江晓月脸色微变,只觉一股磅礴的力量顺着剑身传来,震得她虎口发麻,身形竟不由自主地后退了半步。
“元婴初期……”她眼中闪过一丝惊疑,“你竟然也化婴了?”
“怎么?很意外?”叶小白负手而立,周身气息毫无保留地释放出来,那股属于元婴期的威压,竟比江晓月还要凝实几分,“当年你带人灭我满门时,可曾想过有今日?”
“当年是你白虎宗灭了我们青云宗的仇应该怎么算?!”江晓月厉声喝道,试图用言语稳住阵脚。

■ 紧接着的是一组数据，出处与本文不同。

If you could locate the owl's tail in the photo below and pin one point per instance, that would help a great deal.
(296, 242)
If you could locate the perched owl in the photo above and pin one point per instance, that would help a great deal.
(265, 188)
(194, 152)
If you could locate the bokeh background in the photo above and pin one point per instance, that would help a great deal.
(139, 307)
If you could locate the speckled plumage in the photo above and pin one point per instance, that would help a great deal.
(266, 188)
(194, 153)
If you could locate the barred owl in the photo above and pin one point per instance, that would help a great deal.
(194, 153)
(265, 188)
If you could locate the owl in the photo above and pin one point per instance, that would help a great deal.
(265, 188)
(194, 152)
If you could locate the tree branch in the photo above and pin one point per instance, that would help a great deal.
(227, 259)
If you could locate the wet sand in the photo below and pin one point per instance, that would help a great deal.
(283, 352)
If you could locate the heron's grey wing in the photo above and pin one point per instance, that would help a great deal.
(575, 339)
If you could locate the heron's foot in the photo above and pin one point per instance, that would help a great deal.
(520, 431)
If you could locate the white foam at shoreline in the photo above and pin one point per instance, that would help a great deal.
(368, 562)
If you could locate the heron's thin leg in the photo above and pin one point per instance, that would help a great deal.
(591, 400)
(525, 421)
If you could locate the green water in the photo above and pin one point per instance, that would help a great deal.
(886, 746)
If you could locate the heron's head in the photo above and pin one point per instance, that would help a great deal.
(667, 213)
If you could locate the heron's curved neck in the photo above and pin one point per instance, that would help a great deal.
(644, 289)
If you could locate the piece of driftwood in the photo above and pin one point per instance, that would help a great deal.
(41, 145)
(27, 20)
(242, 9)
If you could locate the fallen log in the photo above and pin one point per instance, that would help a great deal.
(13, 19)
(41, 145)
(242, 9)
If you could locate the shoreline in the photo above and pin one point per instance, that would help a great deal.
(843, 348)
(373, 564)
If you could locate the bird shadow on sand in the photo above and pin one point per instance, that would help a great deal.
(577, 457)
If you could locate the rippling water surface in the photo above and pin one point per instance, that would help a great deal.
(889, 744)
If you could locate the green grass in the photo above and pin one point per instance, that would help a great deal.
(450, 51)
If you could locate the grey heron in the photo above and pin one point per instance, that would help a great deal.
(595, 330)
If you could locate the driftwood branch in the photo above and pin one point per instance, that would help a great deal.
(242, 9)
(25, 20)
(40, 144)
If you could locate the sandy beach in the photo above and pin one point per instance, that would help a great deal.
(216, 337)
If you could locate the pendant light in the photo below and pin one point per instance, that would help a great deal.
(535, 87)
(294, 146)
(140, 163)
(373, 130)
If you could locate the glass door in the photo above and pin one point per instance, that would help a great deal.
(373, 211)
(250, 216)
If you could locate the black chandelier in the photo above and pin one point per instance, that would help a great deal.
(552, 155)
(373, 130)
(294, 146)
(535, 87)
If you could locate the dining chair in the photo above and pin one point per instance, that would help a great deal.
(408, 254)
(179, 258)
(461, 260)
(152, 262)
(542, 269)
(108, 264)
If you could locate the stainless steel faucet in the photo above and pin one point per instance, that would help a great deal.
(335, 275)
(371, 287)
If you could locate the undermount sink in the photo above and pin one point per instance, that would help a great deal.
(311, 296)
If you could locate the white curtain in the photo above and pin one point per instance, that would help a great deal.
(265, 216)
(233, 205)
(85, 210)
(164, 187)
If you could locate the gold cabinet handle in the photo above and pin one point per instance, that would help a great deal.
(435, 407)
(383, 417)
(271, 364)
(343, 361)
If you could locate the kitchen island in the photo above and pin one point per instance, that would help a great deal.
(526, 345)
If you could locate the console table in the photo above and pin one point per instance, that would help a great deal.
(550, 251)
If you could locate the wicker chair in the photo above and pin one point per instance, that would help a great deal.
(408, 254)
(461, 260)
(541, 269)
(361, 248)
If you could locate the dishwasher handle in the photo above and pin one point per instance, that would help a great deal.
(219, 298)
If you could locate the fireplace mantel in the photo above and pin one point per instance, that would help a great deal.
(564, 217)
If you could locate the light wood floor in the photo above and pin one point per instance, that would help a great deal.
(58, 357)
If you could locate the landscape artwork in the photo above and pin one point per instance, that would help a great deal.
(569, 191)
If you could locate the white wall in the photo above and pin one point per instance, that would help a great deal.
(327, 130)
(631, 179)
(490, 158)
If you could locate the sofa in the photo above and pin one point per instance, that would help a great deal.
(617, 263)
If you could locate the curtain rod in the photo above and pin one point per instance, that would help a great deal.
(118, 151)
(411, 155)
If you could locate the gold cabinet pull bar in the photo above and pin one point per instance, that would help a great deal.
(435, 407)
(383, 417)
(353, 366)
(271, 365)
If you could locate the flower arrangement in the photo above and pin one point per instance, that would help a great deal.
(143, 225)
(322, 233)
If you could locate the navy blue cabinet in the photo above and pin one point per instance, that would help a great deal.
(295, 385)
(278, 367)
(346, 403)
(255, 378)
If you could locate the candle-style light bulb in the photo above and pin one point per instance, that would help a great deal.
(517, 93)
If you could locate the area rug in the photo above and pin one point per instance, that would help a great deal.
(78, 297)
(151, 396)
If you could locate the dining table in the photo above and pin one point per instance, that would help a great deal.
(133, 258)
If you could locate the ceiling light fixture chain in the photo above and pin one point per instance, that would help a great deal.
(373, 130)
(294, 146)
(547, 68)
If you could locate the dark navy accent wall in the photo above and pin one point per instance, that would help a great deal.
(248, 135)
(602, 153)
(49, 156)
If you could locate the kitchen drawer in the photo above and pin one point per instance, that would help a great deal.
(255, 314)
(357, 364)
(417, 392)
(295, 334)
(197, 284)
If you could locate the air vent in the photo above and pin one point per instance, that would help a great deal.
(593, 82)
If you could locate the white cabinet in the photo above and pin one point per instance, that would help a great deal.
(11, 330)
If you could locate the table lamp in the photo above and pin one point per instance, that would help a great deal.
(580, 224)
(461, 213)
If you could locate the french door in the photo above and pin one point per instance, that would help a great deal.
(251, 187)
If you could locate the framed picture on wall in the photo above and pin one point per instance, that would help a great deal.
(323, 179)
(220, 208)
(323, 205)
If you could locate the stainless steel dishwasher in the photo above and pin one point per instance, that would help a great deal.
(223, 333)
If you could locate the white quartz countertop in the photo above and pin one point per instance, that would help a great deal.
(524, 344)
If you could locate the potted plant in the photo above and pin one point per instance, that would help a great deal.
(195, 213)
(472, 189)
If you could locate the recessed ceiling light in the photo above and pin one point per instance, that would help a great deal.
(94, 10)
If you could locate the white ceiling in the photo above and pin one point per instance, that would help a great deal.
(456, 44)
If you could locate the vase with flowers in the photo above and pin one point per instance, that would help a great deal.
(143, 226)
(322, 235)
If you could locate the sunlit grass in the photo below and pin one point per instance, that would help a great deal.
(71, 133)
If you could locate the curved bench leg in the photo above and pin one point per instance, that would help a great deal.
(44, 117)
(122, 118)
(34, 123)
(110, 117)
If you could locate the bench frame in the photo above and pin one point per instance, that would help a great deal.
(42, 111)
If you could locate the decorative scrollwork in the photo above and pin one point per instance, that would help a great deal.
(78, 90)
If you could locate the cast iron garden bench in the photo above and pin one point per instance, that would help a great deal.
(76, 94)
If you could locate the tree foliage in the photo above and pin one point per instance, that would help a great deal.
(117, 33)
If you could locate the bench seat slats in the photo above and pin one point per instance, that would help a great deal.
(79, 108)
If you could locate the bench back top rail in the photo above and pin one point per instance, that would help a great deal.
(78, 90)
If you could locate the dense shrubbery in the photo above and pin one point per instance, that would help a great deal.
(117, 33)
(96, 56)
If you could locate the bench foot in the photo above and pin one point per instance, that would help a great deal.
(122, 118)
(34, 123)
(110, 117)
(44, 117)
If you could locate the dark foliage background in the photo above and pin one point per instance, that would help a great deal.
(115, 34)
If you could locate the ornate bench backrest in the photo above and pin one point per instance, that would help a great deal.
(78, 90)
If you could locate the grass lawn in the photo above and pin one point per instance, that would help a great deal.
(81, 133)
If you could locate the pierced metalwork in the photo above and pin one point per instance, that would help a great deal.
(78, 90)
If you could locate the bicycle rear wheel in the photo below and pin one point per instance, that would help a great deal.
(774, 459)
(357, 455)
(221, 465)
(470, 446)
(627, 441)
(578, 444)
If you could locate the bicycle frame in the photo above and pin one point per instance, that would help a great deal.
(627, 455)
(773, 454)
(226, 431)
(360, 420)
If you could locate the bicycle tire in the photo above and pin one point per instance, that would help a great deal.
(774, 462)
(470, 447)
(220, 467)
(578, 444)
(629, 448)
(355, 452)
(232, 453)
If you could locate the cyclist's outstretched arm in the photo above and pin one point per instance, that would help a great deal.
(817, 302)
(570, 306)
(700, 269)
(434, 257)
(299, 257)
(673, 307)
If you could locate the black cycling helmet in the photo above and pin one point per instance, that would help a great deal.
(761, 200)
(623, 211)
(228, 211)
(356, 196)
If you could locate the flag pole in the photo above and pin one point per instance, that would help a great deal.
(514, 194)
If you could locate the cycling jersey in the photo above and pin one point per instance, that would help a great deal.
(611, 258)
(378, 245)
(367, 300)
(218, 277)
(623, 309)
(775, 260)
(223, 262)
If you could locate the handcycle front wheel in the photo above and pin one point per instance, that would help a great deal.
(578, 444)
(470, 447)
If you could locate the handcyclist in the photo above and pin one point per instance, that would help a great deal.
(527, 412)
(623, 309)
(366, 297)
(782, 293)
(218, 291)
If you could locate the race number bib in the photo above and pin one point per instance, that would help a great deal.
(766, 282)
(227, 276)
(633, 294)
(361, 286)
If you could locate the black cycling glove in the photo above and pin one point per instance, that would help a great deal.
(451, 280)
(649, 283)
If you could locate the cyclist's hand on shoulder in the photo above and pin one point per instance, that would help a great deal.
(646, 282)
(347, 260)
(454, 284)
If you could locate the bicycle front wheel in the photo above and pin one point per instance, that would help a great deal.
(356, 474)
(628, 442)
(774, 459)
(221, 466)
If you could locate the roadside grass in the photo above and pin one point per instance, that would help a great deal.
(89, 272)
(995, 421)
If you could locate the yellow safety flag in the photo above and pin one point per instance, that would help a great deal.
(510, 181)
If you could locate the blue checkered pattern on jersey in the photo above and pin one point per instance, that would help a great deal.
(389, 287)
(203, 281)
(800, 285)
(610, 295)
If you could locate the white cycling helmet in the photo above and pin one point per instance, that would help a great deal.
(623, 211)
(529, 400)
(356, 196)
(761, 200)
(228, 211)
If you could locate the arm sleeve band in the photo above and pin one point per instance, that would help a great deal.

“不过是你们咎由自取罢了!如今咱们就看实力说话吧!”
“废话少说!”江晓月眼中闪过一丝狠厉,手中长剑再次举起,“今日,你我必有一战!”
她不再保留,全力催动灵力,剑身上亮起耀眼的白光,一柄巨大的剑影在她身后凝聚,带着斩断山河的气势,狠狠劈向叶小白。
“来得好!”
叶小白眼中紫光暴涨,他不退反进,身形一晃,竟直接迎上了那柄巨大的剑影。
他没有用法宝,也没有用神通。
只是简简单单地,一拳轰出。
拳锋之上,紫色的雷火疯狂燃烧,与剑影狠狠撞在一起。
轰隆!
巨响震天。
剑影寸寸碎裂,化作漫天光点。
而叶小白的拳头,去势不减,带着毁灭一切的力量,直直地轰向江晓月的胸口。
“噗!”
江晓月喷出一口鲜血,整个人如同断线的风筝般倒飞出去,重重地撞在困仙阵的光罩上。
全场死寂。
所有人都瞪大了眼睛,不敢置信地看着这一幕。
元婴初期的江晓月,竟然被叶小白一拳击败了?
叶小白缓缓走到江晓月面前,居高临下地看着她。